During a November 2017 Senate hearing on his nomination, Bridenstine was asked about the financial losses detailed in the Museum’s annual IRS filings.
He gave various answers. To Sen. Gary Peters (D-Mich.), he said, “there was a noncash loss from the depreciation of capital assets. And from a document based on that, [my political opponents] tried to accuse me of having lost money for the Museum, which is absolutely not the case.” An analysis done by congressional staff and obtained by POGO shows, in fact, the Museum ran large financial deficits under Bridenstine.
At the same hearing, Bridenstine gave Senator Bill Nelson (D-Florida), a different response: “We had a number of big, big projects that we were investing in. And yes, we had cash reserves to do that.”
Some of those projects, according to Bridenstine, included “an effort to acquire a retiring space shuttle for the City of Tulsa that would be at the Tulsa Air and Space Museum.” That effort failed.
The other big project, he said, was the 2010 air show.
Additional scrutiny over his past managerial record, could complicate Bridenstine’s nomination prospects. He has an array of backers, from former Speaker of the House and space aficionado Newt Gingrich to the conservative Family Research Council. But even his supporters have raised red flags about his resume.

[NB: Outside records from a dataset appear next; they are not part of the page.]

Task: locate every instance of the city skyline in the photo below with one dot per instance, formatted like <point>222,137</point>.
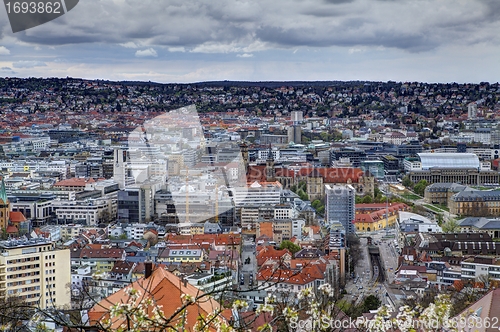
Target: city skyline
<point>189,41</point>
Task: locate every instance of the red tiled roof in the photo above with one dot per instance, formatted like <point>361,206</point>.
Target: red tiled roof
<point>17,216</point>
<point>166,292</point>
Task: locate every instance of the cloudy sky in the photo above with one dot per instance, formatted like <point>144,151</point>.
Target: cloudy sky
<point>261,40</point>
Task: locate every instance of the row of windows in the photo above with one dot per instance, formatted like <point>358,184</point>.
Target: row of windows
<point>22,275</point>
<point>23,282</point>
<point>22,260</point>
<point>24,267</point>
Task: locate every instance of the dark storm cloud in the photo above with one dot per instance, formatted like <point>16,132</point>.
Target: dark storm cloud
<point>247,26</point>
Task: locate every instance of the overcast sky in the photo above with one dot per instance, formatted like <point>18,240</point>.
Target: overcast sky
<point>261,40</point>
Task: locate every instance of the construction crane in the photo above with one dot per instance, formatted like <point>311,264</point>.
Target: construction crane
<point>187,195</point>
<point>216,203</point>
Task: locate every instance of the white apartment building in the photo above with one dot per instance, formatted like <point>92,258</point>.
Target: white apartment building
<point>28,270</point>
<point>284,212</point>
<point>485,267</point>
<point>258,194</point>
<point>297,226</point>
<point>89,212</point>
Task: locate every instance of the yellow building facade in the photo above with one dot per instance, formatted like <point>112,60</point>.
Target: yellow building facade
<point>36,272</point>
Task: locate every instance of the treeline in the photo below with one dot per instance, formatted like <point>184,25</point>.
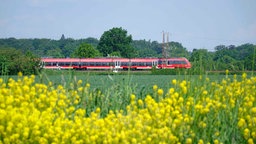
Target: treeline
<point>233,58</point>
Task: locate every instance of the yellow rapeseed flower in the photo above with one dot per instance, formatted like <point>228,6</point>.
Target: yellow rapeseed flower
<point>160,91</point>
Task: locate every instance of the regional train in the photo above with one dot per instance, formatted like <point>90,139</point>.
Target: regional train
<point>115,63</point>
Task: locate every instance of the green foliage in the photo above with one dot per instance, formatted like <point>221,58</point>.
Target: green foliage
<point>86,50</point>
<point>116,40</point>
<point>13,61</point>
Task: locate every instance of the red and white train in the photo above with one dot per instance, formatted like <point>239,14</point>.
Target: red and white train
<point>115,63</point>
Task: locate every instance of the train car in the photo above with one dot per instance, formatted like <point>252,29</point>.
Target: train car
<point>100,63</point>
<point>140,64</point>
<point>60,63</point>
<point>115,63</point>
<point>172,63</point>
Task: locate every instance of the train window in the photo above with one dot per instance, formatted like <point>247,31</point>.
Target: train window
<point>75,63</point>
<point>176,62</point>
<point>98,64</point>
<point>125,64</point>
<point>149,64</point>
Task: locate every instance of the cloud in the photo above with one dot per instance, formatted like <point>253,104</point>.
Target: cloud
<point>247,33</point>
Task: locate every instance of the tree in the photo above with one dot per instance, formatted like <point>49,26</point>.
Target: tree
<point>13,61</point>
<point>86,50</point>
<point>116,40</point>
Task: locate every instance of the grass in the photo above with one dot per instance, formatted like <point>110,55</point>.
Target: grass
<point>114,108</point>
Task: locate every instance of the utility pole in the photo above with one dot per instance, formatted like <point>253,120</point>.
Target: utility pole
<point>165,45</point>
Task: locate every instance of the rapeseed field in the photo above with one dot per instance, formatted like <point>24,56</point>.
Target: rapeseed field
<point>200,112</point>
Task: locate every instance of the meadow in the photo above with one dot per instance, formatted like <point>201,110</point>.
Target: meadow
<point>90,108</point>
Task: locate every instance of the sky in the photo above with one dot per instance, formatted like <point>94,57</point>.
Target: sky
<point>195,24</point>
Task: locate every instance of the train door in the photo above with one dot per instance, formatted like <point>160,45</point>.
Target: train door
<point>117,64</point>
<point>154,64</point>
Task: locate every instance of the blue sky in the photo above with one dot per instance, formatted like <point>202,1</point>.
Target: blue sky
<point>195,24</point>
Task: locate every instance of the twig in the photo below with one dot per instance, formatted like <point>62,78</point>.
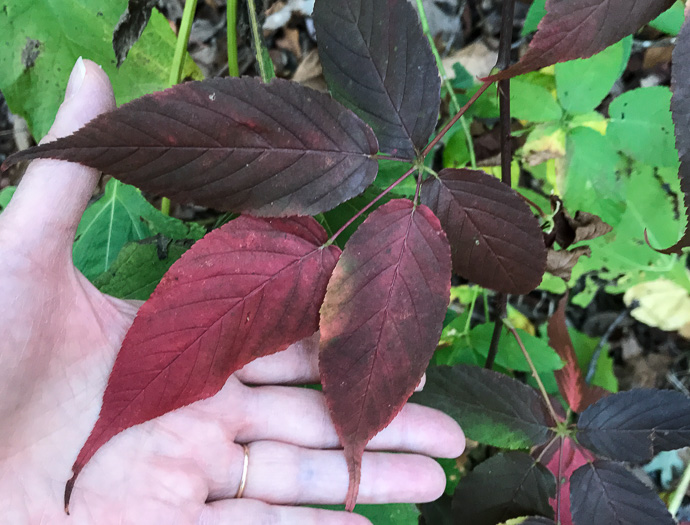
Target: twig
<point>544,394</point>
<point>455,105</point>
<point>592,368</point>
<point>233,64</point>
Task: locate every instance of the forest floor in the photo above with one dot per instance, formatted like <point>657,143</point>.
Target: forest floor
<point>467,33</point>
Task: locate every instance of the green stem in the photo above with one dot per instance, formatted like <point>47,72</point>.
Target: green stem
<point>182,41</point>
<point>454,104</point>
<point>178,63</point>
<point>266,74</point>
<point>679,494</point>
<point>233,65</point>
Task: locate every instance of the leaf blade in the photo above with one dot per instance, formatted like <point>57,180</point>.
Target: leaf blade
<point>483,402</point>
<point>202,347</point>
<point>234,144</point>
<point>381,66</point>
<point>636,425</point>
<point>495,240</point>
<point>380,322</point>
<point>580,29</point>
<point>571,382</point>
<point>680,110</point>
<point>507,485</point>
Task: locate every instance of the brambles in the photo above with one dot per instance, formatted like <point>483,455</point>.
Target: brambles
<point>283,152</point>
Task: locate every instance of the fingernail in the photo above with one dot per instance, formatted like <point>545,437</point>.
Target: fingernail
<point>75,79</point>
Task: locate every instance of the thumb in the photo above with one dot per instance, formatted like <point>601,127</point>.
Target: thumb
<point>52,196</point>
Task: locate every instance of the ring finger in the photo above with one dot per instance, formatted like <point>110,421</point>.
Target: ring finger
<point>285,474</point>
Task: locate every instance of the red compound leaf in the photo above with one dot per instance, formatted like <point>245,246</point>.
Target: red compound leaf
<point>581,28</point>
<point>381,321</point>
<point>378,62</point>
<point>248,289</point>
<point>571,382</point>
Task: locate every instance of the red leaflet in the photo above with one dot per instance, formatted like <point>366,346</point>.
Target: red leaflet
<point>581,28</point>
<point>381,321</point>
<point>571,383</point>
<point>567,457</point>
<point>248,289</point>
<point>234,144</point>
<point>496,242</point>
<point>378,62</point>
<point>680,109</point>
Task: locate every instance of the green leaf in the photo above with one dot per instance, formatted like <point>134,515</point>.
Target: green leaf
<point>491,408</point>
<point>671,20</point>
<point>536,12</point>
<point>591,181</point>
<point>5,196</point>
<point>623,256</point>
<point>583,84</point>
<point>40,40</point>
<point>456,153</point>
<point>533,102</point>
<point>139,267</point>
<point>122,215</point>
<point>641,126</point>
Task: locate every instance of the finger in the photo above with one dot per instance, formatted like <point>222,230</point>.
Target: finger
<point>300,416</point>
<point>53,194</point>
<point>284,474</point>
<point>298,364</point>
<point>252,512</point>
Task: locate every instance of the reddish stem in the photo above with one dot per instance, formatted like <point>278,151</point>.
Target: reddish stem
<point>457,116</point>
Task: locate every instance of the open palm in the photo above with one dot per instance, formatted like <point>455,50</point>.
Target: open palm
<point>59,339</point>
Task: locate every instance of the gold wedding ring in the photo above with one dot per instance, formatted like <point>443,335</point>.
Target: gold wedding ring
<point>245,468</point>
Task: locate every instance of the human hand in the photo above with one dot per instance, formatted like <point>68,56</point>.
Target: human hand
<point>59,339</point>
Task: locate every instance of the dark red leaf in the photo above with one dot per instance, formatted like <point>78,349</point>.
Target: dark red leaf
<point>680,109</point>
<point>130,27</point>
<point>571,382</point>
<point>566,457</point>
<point>491,408</point>
<point>381,321</point>
<point>248,289</point>
<point>378,62</point>
<point>605,493</point>
<point>233,144</point>
<point>582,28</point>
<point>496,242</point>
<point>505,486</point>
<point>636,425</point>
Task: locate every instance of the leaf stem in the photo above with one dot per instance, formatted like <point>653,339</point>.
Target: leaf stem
<point>535,375</point>
<point>501,306</point>
<point>178,63</point>
<point>679,494</point>
<point>371,203</point>
<point>233,64</point>
<point>266,74</point>
<point>457,117</point>
<point>455,105</point>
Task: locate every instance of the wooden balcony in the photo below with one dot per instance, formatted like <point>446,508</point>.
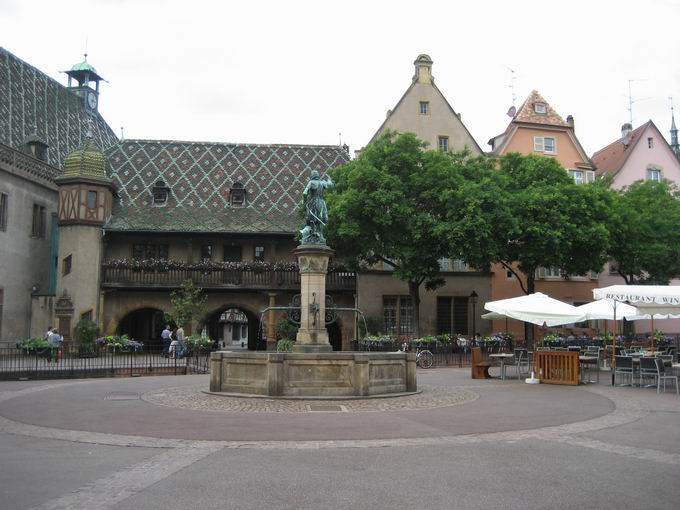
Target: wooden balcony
<point>217,279</point>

In an 2017 email exchange between Gingrich and NASA consultant Charles Miller—which was obtained by POGO but first reported by Politico—Miller told Gingrich: “Assuming we get Bridenstine for Admin (fingers crossed), we are going to need a NASA Deputy Administrator that has Bridenstine’s back, and who has skills/strengths that offsets Bridenstine’s weaknesses.”
Miller wrote that Bridenstine does not have “significant knowledge and experience with how NASA works” or “Deep technical knowledge in aerospace systems.”
“Bridenstine has little” of either, Miller wrote.